Begin je met p3, dan zal de boom uitsterven.
Nu we weten dat p3 zal uitsterven kunnen we naar p2 kijken:
Die kan kinderen maken van p2 en p3. De kinderen van p3 zullen op termijn uitsterven dus die mag je als 0 beschouwen.
Hierdoor mag je p2 ook als een single-type branching process beschouwen.
Gemmiddeld aantal kinderen is hier: 0.0+0.4+0.8=1.2 > 1.
De kans dat de boom uitsterft als je start met p2 is in dat geval de positieve oplossing van z = 0.2 + 0.4 * z + 0.4 * z^2.
Hieruit volgt z=0.5.
Begin je met p2, dan zal de boom uitsterven met kan 0.5.

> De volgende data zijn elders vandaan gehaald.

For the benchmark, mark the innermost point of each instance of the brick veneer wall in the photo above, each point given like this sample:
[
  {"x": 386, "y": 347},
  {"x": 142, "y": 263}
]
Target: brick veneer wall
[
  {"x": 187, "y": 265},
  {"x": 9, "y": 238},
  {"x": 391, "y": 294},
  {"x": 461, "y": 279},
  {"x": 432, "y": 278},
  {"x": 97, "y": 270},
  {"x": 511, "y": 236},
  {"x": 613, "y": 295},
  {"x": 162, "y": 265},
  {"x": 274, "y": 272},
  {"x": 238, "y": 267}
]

Dat is een belangrijk gegeven voor p1!
Bij p1 berekenen we de kans op uitsterven = 1 omdat verwacht aantal kinderen m = 0.5 < 1. We maken echter ook kinderen van type p2 die wel kans maken om te overleven dus:
Hoeveel kinderen van type p1 maken we gemmiddeld? 1/(1-m) = 1/0.5 = 2.
Gemmiddeld 2 kinderen van type p1. Die elks gemmiddeld 0.75 kinderen van type p2 maken, dat zijn gemmideld 1.5 kinderen van type p2, de kans dat die allemaal uitsterven is: 0.5^1.5 =~ 0.35. De kans dat die overleven is dus 1-0.35 = 0.65.